Syntax & parser¶
The syntax package is the front of the pipeline: a scanner turns the
pattern text into tokens, and a parser builds an abstract syntax tree in
Onigmo's grammar. The AST is what the compiler lowers to
bytecode, so the parser's job is to capture every construct Ruby's regexps can
express — faithfully, including the cases RE2 omits.
Scanner¶
The scanner reads the pattern as bytes under a declared encoding (UTF-8 or
ASCII-8BIT) and emits tokens for literals, metacharacters, escape sequences,
group openers, quantifiers, and class brackets. Encoding matters here: a
character class or a \p{…} property is interpreted in terms of the pattern's
encoding, which the Encoding-keyed cursor in the
compile package selects.
The Onigmo grammar surface¶
The parser accepts the Onigmo construct set, which is considerably larger than RE2's. The main groups of syntax it must recognize:
Escapes and anchors¶
- Standard escapes and shorthand classes:
\d \w \sand negations. - Ruby anchors and escapes:
\A(start of string),\z(end of string),\Z(end, before a trailing newline),\G(match-start anchor),\h/\H(hex digit / non),\R(any line break).
Groups¶
- Named capture:
(?<name>…). - Non-capturing:
(?:…). - Atomic:
(?>…)— match the subpattern, then discard its internal backtrack points. - Inline flag scopes:
(?i:…),(?m)…, etc.
Quantifiers¶
- Greedy:
* + ? {m,n}— match as much as possible, give back on failure. - Lazy (non-greedy):
*? +? ?? {m,n}?— match as little as possible, take more on failure. - Possessive:
*+ ++ ?+— match greedily and never give back. (A trailing+on a{m,n}brace is not possessive but a stacked greedy repeat(a{m,n})+, matching Onigmo.)

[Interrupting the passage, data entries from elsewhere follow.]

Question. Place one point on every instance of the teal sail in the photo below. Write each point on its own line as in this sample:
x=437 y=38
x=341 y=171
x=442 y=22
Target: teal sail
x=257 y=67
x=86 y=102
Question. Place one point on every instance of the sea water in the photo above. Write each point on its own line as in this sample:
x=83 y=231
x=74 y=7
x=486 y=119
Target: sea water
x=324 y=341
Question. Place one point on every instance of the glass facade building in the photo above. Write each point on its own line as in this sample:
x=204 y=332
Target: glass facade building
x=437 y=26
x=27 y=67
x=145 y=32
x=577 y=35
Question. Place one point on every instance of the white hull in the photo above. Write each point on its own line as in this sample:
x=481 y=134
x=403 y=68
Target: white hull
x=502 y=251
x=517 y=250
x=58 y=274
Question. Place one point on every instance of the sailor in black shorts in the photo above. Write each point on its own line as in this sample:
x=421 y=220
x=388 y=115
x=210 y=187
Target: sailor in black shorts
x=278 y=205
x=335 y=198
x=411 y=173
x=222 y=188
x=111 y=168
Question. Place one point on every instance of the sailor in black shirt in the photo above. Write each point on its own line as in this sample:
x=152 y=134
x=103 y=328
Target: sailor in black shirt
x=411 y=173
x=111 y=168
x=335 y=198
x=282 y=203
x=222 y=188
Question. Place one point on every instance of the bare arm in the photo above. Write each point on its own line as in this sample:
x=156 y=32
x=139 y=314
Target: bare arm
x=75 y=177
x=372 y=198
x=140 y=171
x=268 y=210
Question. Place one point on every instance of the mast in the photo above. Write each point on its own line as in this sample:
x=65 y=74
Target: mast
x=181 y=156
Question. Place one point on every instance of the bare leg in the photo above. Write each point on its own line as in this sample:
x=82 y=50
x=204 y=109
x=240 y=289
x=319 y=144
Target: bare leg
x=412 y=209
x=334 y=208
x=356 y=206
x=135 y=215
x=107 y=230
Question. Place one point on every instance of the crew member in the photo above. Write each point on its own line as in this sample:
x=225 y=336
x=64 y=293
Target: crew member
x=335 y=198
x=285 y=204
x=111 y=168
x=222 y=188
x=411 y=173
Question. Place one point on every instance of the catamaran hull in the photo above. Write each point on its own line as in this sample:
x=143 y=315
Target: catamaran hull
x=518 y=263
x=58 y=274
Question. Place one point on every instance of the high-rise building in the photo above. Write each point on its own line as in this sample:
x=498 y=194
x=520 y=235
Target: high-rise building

Character classes and properties¶
- Bracketed classes
[...]with ranges and negation[^...]. - POSIX classes inside brackets:
[[:alpha:]],[[:digit:]], … (the 14 standard classes, positive and negated). - Unicode properties:
\p{L},\p{Nd},\P{…}— resolved by thecharsetpackage. A deliberate slice of the general categories (L N P S Z C), theLu Ll Lt Lm Lo Ndsubcategories, and the Onigmo POSIX-style aliases (Alpha Alnum Digit Space Upper Lower Word) is supported; script and block names (\p{Han}, …) and the one-letter\pLform are out of scope (see the Roadmap).
Flags¶
- Pattern-level options (case-insensitive, multiline, extended) and their inline scoped forms, threaded through the AST so the compiler can specialize matching.
Output¶
The parser produces a typed AST: concatenation, alternation, repetition (with greediness and possessiveness), captures (indexed and named), assertions (lookaround, anchors), and character-set nodes. Anything malformed is reported as a parse error rather than silently accepted — fuzzing the parser for crashes is part of the test plan (see Contributing).